It has become fashionable to despair of our supposed recent lack of technological progress. All the big inventions of modern society -- jet engines, television, nuclear weapons -- were on the scene by the early 1960s.
Proponents of this view should watch the classic James Bond movie “Goldfinger.” Made in 1964, this entertaining (and politically incorrect) thriller features an egomaniac financier intent on irradiating the U.S. government’s official gold holdings to drive up the price and make what he estimates will be a profit of about $180 million (about $1.3 billion in today’s money).
Goldfinger’s technology -- including a dirty nuclear device and nerve gas delivered by aircraft -- seems very modern in some ways. The physical equipment of the mid-1960s is very similar to what today’s villains have at their disposal.
Yet Goldfinger’s economics are completely anachronistic. A modern archvillain would create the conditions for a major financial crisis, and walk away with cash compensation while sticking the rest of us with the kind of tax bill that came due this week. This isn’t fiction: Our recent fiscal-cliff experience and the next round of the debt-ceiling debacle (due around the end of February) are the direct result of irresponsible behavior in the financial sector.
But this modern financial crime is so perfect that no politician even wants to connect the dots from banking crisis to fiscal pressure. If you want to know why, consider what happened over the past decade.
The best way to pocket $1.3 billion today is to take excessive risk at a large global financial enterprise. When times go well, you get the upside. Sanjai Bhagat of the University of Colorado at Boulder and Brian Bolton of the University of New Hampshire estimate that executives at the 14 largest financial institutions in the U.S. received about $2.6 billion in various forms of cash compensation from 2000 to 2008 (with about $1.5 billion going to the five best-paid individuals).
This compensation was based, of course, on profit that proved illusory because it wasn’t adjusted for risk. When these risks materialized, in the form of losses on loans to the housing sector and associated derivative exposures, there was a major negative impact on the economy.

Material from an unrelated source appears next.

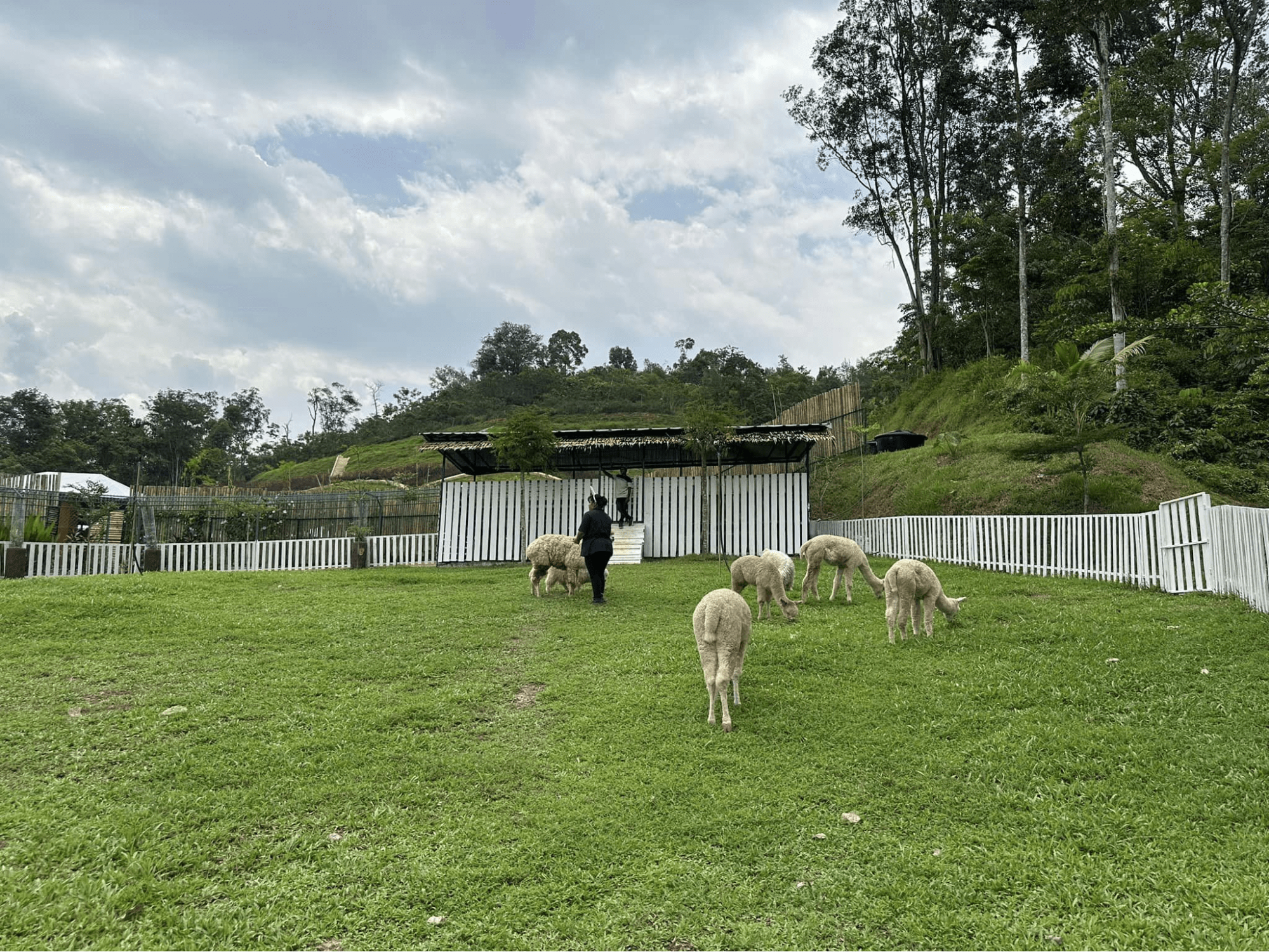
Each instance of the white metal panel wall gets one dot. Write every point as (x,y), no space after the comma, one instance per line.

Whether or not you like the countermeasures taken by the government and the Federal Reserve, this was a huge hit to economic growth that was directly due to the buildup of mismanaged credit risk in big financial firms. Lehman Brothers Holdings Inc. was allowed to fail, but the rest were saved on very generous terms.

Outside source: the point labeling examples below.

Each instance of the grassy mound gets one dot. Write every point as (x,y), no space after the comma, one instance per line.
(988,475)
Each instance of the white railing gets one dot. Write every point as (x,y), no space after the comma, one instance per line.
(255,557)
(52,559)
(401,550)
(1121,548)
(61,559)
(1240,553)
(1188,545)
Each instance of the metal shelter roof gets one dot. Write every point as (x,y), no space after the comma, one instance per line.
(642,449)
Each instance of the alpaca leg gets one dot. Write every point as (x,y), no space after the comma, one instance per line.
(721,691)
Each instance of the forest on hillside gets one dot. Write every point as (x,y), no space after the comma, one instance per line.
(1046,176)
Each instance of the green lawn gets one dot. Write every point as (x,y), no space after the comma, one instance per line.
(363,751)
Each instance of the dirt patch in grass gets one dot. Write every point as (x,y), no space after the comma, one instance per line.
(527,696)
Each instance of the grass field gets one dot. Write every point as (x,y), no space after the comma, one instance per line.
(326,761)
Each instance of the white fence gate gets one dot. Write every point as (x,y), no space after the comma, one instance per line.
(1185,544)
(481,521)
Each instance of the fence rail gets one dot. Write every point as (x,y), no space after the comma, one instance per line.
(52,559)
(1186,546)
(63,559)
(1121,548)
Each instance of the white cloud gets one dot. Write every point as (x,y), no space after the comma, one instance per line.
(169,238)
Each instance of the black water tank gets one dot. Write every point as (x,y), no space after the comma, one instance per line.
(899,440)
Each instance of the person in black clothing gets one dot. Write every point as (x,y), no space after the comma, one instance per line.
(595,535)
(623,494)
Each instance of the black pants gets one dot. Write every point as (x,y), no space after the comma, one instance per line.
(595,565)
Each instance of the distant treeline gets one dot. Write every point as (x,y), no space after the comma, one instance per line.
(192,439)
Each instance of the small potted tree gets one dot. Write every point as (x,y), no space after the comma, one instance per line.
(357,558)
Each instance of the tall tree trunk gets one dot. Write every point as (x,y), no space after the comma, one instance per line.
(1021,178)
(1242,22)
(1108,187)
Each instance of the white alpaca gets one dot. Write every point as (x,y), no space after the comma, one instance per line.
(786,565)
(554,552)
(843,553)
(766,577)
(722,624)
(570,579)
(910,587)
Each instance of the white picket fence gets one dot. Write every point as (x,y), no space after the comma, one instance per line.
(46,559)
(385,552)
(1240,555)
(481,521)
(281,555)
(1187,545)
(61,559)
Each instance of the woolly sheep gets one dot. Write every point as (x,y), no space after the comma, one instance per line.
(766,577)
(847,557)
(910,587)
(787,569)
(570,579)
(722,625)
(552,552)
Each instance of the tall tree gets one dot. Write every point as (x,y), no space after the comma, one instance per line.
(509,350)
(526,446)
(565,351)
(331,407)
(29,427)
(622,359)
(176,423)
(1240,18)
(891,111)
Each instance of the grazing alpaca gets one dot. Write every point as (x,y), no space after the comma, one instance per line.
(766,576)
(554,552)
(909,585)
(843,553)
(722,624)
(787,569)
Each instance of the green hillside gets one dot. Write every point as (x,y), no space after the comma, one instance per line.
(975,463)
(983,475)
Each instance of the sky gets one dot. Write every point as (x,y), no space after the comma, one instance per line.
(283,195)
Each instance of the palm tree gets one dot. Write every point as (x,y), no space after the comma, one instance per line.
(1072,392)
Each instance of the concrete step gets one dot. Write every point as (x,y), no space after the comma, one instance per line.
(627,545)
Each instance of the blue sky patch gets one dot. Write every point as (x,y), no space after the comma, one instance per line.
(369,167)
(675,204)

And their executives were allowed to walk away not just with their previous compensation, but in many cases also with bonuses for 2008 and 2009 that were made directly possible by government (and taxpayer) subsidies. As Neil Barofsky, a former special inspector general for the Troubled Asset Relief Program, writes in his book, “Bailout,” there was excessive deference by Treasury and other parts of government to the notion that Wall Street talent must continue to receive top dollar lest something bad would happen to the world (the kind of threat that Bond villains enjoy making).
We face some longer-term fiscal issues, to be sure, particularly arising from our reluctance to control health-care spending. These are problems that we need to confront in coming decades, as the population ages and the cost of medical technology increases.
The more immediate fiscal concerns -- because of the rapid widening of federal-government debt -- are due overwhelmingly to the impact of the financial crisis. According to the Congressional Budget Office, federal-government debt will increase by 50 percent of gross domestic product (call that $8 trillion in today’s money) over the next decade as a direct result of the severity of the financial crisis that was brought on by mismanaged risk taking.
Your taxes went up this week -- I’m talking about payroll taxes, paid by all Americans. And, in the coming years, either you will pay more tax or your Medicare benefits will be clipped, or both.
Yet politicians of both parties prefer to leave the financial sector out of fiscal-policy discussions -- ignoring the problem that brought us to this point and that can hurt us again.
The concept of “too big to fail” financial institutions was solidified by the crisis of 2008. The practice of implicit government support to these companies continues. This is a dangerous, nontransparent and unfair subsidy scheme, and is the result of political influence, not any kind of market or competitive outcome.
And our official fiscal projections are wrong, precisely because they don’t take into account the buildup of risks in the financial system, and the ways in which these threaten our fiscal future.
Goldfinger would have loved this. Make off with $1.3 billion and stick everyone else with a bill in the trillions. Even better, get the politicians shouting at each other and unwilling to change the conditions that make future shakedowns possible.
The resulting smokescreen is perfect for another round of villainy.
(Simon Johnson, a professor at the MIT Sloan School of Management as well as a senior fellow at the Peterson Institute for International Economics, is co-author of “White House Burning: The Founding Fathers, Our National Debt, and Why It Matters to You.” The opinions expressed are his own.)